The Beginning of the End

The Beginning

I have been trying to come up with a blog topic for a long time. The reality is I’m not comfortable sharing. I spend my days with complicated thoughts that no one should have and they can range from hilarious to scary. I don’t want you to get the wrong idea, more of my thoughts are funny or light then scary for sure. Sometimes though I have to take a step back and really think about the process that my mind goes through.

Until recently I had thought that I was broken. It’s okay to think this way I suppose, but not great for the self esteem or general health of a man in his mid…upper thirties. I have had a difficult road, but I’m starting to find peace. I found help in a way that was more accidental then imagined.

The Tennessee Mess

I have never really known what I want, that is part of the brokenness. After I quit my 21 year career as a chef I was rudderless.  Allie and I had a direction, to homestead so we can live on our own terms. We were not prepared for this in any way, we had a plan…sort of, we had some money….sort of, we knew what we were doing….sort of. What the fuck are we doing?! This is the thing that hindsight has given me, we still don’t know what we are doing but that’s okay. Nike was right, just do it!

Homesteads & Goat Shit

We needed an income, as I said I was a chef for a long time, so when we moved from urban Michigan to rural Tennessee (an hour away from a Walmart rural)  I had to look for a job. Good luck for a classically trained chef in the home of fried food ‘delis’ and chicken tender hell. So I started mucking stalls at a goat dairy. I’ve learned a lot of interesting shit (no pun intended) while being a goat herds’ personal man servant. The caveat to this is, a goat butler is not a job that is conducive to running a homestead. So we needed some type of passive income.

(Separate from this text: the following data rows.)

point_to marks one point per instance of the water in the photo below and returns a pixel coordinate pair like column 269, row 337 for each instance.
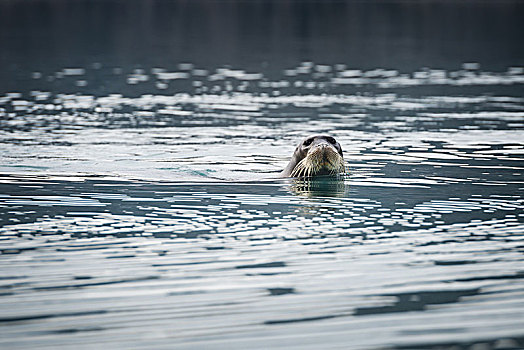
column 140, row 204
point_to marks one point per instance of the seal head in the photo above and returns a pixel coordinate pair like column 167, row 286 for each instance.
column 316, row 155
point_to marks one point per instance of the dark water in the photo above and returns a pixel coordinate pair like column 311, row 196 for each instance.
column 139, row 145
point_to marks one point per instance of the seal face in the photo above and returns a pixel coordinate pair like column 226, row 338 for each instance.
column 316, row 155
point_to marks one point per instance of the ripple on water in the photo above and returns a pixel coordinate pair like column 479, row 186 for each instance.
column 146, row 219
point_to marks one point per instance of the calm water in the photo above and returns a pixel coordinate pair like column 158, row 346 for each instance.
column 139, row 204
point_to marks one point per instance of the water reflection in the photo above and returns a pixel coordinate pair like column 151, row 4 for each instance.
column 139, row 206
column 321, row 186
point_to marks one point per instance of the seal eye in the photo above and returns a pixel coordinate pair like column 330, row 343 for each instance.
column 308, row 142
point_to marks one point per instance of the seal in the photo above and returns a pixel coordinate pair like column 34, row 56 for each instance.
column 316, row 155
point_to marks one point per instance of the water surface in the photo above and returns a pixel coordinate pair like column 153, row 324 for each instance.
column 140, row 206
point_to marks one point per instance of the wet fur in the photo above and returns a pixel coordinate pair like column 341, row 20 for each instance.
column 321, row 157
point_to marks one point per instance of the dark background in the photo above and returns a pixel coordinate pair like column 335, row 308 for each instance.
column 46, row 35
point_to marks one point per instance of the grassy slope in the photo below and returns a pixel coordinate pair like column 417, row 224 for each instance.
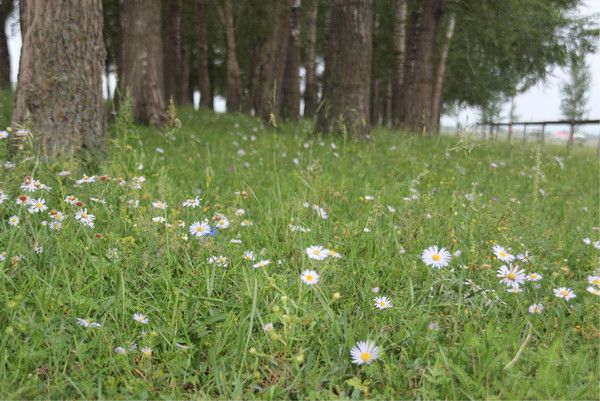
column 219, row 311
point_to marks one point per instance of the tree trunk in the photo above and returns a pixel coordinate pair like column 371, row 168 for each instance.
column 202, row 52
column 234, row 85
column 291, row 78
column 173, row 50
column 310, row 89
column 6, row 7
column 438, row 88
column 404, row 101
column 59, row 89
column 348, row 69
column 399, row 60
column 275, row 60
column 418, row 118
column 142, row 60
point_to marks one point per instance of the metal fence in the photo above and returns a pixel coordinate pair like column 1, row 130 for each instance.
column 490, row 130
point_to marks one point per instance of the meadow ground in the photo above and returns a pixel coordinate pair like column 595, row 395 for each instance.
column 210, row 324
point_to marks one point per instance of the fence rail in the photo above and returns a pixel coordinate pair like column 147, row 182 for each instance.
column 489, row 128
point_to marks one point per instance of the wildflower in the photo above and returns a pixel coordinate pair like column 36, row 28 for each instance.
column 22, row 200
column 383, row 303
column 512, row 277
column 71, row 200
column 88, row 323
column 536, row 309
column 245, row 223
column 193, row 203
column 309, row 277
column 435, row 257
column 364, row 352
column 534, row 277
column 221, row 221
column 317, row 252
column 594, row 280
column 159, row 205
column 146, row 351
column 85, row 218
column 593, row 290
column 140, row 318
column 37, row 205
column 262, row 263
column 502, row 254
column 86, row 180
column 200, row 229
column 565, row 293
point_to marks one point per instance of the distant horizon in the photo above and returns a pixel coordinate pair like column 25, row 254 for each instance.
column 539, row 103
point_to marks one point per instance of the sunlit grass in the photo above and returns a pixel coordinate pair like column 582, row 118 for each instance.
column 450, row 333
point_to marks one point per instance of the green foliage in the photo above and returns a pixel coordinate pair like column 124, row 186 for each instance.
column 139, row 265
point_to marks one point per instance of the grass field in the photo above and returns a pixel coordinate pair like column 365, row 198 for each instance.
column 454, row 332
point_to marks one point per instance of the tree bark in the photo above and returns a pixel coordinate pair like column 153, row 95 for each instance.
column 348, row 69
column 419, row 112
column 59, row 89
column 234, row 85
column 173, row 51
column 291, row 79
column 399, row 60
column 142, row 60
column 202, row 54
column 6, row 8
column 438, row 88
column 275, row 60
column 310, row 89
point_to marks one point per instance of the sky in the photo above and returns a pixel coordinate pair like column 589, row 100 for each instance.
column 541, row 102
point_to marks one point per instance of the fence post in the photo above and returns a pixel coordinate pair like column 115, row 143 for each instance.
column 571, row 135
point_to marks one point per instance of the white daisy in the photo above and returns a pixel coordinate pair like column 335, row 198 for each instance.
column 309, row 277
column 364, row 352
column 593, row 290
column 140, row 318
column 200, row 229
column 594, row 280
column 317, row 252
column 435, row 257
column 193, row 203
column 565, row 293
column 511, row 277
column 37, row 205
column 502, row 254
column 536, row 308
column 262, row 263
column 382, row 303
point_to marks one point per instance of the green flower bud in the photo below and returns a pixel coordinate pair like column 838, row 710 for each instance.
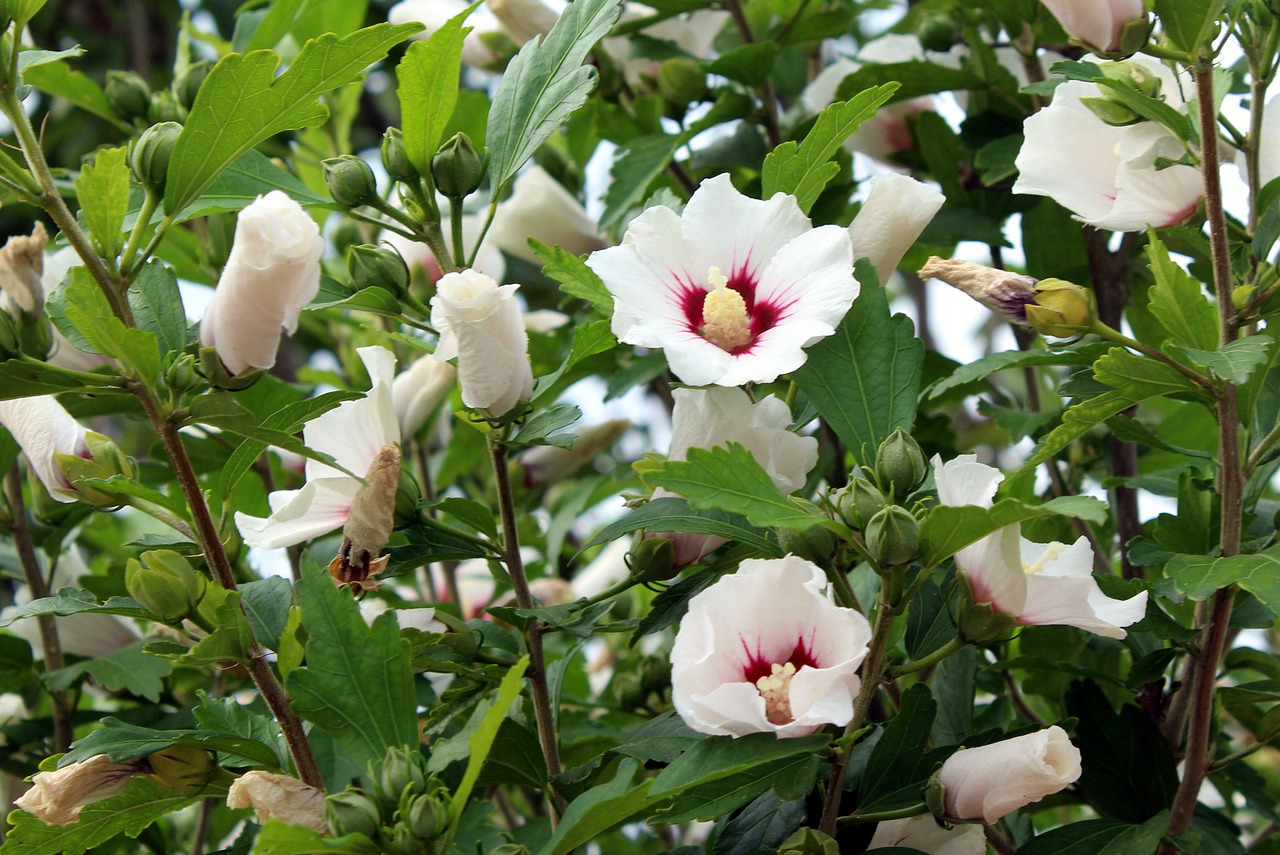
column 457, row 168
column 681, row 81
column 351, row 812
column 859, row 502
column 653, row 559
column 894, row 536
column 379, row 266
column 188, row 83
column 428, row 817
column 402, row 771
column 396, row 159
column 816, row 544
column 150, row 154
column 182, row 375
column 351, row 181
column 105, row 460
column 809, row 841
column 165, row 108
column 1061, row 309
column 211, row 366
column 900, row 465
column 128, row 95
column 181, row 767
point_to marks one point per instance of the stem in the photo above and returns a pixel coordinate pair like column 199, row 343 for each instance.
column 220, row 567
column 929, row 659
column 534, row 634
column 873, row 672
column 50, row 644
column 767, row 96
column 1230, row 481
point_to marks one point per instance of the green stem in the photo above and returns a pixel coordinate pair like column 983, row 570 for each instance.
column 929, row 659
column 140, row 227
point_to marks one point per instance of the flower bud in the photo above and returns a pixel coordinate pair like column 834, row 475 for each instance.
column 402, row 769
column 816, row 544
column 181, row 767
column 859, row 502
column 22, row 266
column 428, row 817
column 1061, row 309
column 681, row 81
column 188, row 83
column 165, row 584
column 150, row 154
column 351, row 812
column 894, row 536
column 165, row 108
column 1000, row 291
column 809, row 841
column 378, row 266
column 128, row 95
column 653, row 559
column 456, row 168
column 900, row 465
column 351, row 181
column 396, row 159
column 101, row 460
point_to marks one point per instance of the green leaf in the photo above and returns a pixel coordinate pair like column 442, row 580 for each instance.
column 429, row 90
column 1234, row 362
column 156, row 306
column 127, row 668
column 122, row 741
column 728, row 478
column 103, row 192
column 1178, row 301
column 864, row 379
column 1189, row 23
column 672, row 513
column 356, row 685
column 243, row 103
column 804, row 170
column 634, row 168
column 576, row 279
column 950, row 529
column 278, row 837
column 599, row 809
column 1200, row 576
column 87, row 309
column 128, row 813
column 543, row 85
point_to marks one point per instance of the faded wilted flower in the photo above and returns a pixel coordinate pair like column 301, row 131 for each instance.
column 56, row 798
column 278, row 796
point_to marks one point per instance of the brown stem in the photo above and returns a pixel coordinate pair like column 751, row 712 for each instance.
column 534, row 634
column 50, row 645
column 220, row 567
column 873, row 673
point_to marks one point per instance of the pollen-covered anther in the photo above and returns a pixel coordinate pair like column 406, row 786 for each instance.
column 726, row 323
column 776, row 691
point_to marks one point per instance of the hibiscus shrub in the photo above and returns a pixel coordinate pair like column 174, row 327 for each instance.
column 547, row 428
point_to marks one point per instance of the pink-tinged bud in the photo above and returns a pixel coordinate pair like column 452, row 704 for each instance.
column 272, row 273
column 1106, row 27
column 44, row 430
column 1000, row 291
column 419, row 391
column 991, row 781
column 22, row 264
column 891, row 219
column 56, row 798
column 278, row 796
column 480, row 324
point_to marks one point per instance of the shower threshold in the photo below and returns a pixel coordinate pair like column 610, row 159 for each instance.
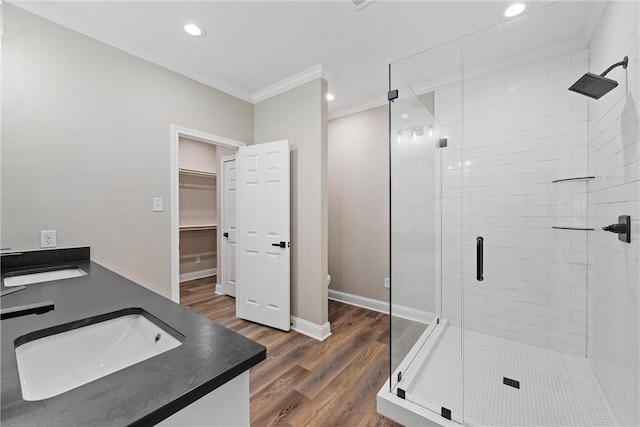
column 554, row 388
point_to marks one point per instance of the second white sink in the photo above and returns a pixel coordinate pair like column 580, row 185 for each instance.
column 43, row 276
column 57, row 363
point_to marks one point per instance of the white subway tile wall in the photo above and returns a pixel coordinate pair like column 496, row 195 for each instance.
column 614, row 267
column 522, row 130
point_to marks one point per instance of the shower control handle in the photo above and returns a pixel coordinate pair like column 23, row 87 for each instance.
column 615, row 228
column 479, row 258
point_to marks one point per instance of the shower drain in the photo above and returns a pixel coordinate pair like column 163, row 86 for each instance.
column 510, row 382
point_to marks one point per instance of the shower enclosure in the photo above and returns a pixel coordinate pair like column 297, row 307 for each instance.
column 510, row 305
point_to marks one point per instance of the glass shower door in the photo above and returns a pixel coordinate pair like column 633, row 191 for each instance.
column 424, row 132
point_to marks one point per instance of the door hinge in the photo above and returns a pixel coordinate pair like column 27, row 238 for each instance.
column 446, row 413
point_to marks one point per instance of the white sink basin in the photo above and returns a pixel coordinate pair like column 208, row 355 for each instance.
column 57, row 363
column 43, row 276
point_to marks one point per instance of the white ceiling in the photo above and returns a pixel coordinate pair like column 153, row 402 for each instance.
column 251, row 45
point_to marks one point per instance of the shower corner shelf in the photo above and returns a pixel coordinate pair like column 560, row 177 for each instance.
column 580, row 178
column 574, row 228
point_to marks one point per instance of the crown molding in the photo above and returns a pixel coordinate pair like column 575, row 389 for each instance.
column 290, row 82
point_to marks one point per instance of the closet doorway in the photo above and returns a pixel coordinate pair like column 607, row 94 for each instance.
column 197, row 205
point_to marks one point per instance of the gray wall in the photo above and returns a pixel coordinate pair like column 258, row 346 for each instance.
column 359, row 203
column 300, row 116
column 614, row 267
column 85, row 144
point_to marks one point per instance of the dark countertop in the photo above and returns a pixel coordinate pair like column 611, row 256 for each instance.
column 142, row 394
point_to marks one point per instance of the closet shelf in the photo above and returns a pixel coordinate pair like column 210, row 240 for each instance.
column 580, row 178
column 573, row 228
column 197, row 173
column 203, row 227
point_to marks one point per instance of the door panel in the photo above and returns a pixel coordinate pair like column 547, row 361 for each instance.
column 263, row 293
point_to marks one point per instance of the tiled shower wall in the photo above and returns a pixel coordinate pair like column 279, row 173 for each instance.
column 614, row 266
column 522, row 130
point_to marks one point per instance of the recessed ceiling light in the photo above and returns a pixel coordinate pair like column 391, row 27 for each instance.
column 194, row 30
column 514, row 9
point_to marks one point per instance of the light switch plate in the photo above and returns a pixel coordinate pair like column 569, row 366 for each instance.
column 157, row 204
column 47, row 238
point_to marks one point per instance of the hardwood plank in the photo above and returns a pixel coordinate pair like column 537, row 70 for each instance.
column 304, row 382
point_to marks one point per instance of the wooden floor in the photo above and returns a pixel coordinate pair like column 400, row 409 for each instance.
column 304, row 382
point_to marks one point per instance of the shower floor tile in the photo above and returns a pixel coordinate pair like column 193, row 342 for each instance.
column 555, row 388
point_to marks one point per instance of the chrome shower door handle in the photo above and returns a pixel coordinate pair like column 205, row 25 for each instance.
column 479, row 259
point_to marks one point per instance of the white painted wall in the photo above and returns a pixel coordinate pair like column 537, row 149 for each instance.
column 522, row 130
column 86, row 144
column 359, row 203
column 300, row 116
column 614, row 266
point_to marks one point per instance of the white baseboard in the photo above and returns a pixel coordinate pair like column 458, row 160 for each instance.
column 358, row 301
column 198, row 274
column 318, row 332
column 382, row 307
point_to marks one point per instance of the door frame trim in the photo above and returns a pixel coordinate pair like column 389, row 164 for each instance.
column 177, row 132
column 222, row 226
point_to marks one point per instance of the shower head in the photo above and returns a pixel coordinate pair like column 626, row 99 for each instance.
column 595, row 86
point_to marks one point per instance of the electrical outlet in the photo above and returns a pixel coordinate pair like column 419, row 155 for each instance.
column 47, row 238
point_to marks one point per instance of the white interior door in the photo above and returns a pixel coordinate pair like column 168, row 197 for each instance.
column 229, row 230
column 263, row 234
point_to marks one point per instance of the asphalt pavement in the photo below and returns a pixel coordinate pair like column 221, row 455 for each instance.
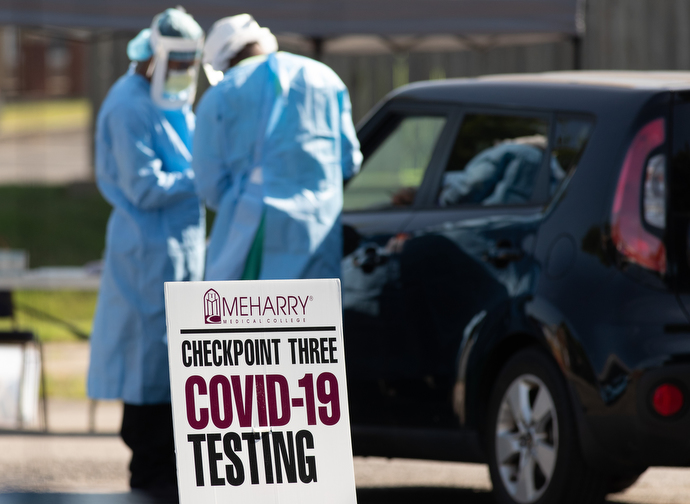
column 82, row 460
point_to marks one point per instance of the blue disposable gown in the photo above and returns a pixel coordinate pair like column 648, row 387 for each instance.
column 291, row 116
column 155, row 234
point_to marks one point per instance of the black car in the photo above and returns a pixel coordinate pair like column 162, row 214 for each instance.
column 516, row 282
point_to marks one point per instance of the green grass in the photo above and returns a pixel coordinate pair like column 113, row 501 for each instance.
column 67, row 387
column 59, row 226
column 76, row 308
column 45, row 116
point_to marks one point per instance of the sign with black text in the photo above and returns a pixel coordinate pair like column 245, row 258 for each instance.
column 259, row 395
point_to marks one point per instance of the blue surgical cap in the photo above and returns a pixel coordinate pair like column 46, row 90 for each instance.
column 170, row 23
column 177, row 23
column 139, row 48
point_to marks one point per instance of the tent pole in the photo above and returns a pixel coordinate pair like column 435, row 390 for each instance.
column 317, row 42
column 577, row 52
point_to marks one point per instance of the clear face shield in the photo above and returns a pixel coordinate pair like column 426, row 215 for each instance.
column 175, row 71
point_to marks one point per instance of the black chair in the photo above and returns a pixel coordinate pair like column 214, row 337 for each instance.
column 23, row 339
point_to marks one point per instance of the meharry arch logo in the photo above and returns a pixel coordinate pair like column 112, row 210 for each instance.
column 211, row 307
column 219, row 309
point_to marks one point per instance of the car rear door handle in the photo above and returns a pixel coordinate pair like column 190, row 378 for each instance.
column 502, row 254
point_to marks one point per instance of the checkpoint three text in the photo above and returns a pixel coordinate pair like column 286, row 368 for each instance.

I was sure that internet marketing was the solution,  I started listening to podcasts from people like Pat Flynn (https://smartpassiveincome.com). This piqued my interest and I really paid attention and tried to learn. Something was still amiss, it didn’t  feel right. I had the information to start creating but I still had a problem. I wasn’t mentally healthy (still not to tell the truth but hell it’s a fun ride!) and I have a lot of limiting beliefs. If you don’t know what a limiting belief is, or can’t figure it out from the context here. I will give you a short description, your ego is fucking with you. It is sure you can’t do something that your rational brain says you can do. You have created a mental ‘dam’ and it can be a lot of work to disassemble it.

While listening to Pat’s smart passive income podcast (who is great by the way) I stumbled upon a man named Dane Maxwell (https://thefoundation.com). Dane seems like a cult leader who channeled his energy into entrepreneurship. His perspective on limiting beliefs finally jerked me into reality. I started to recognize that all the things that “I can’t do” for what they are, limiting beliefs. This didn’t fix anything for me, but it did help me make some changes.

The End…No.

Having vocabulary regarding your personal development is important and these two words were still a struggle. I started looking for ways to overcome these limiting beliefs. Googling brought up with lots of results I would have categorized as malarkey (if i were born in the nineteen-oughts). I however, being the goat shit magnate of West Tennessee have a lot of time on my hands to listen to podcasts. So I tried out Antonia Dodge & Joel Mark Witt’s podcast Personality Hacker (https://personalityhacker.com). It was like someone was reading my mind. I suppose I had an awakening, I realized that I’m not broken.

I listened to them ravenously, eating up their content as fast as I could comprehend it. I won’t bore you with the details but it is helping me. Currently the biggest take away was learning my personality type, even if you don’t believe in it you should give it a chance. Why was knowing my personality type so important? I am an intuitive, I won’t get real wordy with the definition but essentially I have an abstract thought process. I don’t require verifiable data, I speculate…a lot. It gets me into to trouble, as it turns out a lot of people are not intuitive as their first nature. The world isn’t built for people like Allie and I. We don’t just march to the beat of different drum, we have to invent a new drum first.

Allie (who is also intuitive and quite possibly a militia leader with some different nurturing in her early life) and I have decided on a topic which is the intuitive mind. It involves speculation, observation and helpful information for other intuitives or you regular folk who want to see how the “other side” thinks. We will share our homestead projects and the perspective that we both share on them. Our hope is not just to entertain but to enlighten people who see that ‘weirdos’ are more then broken.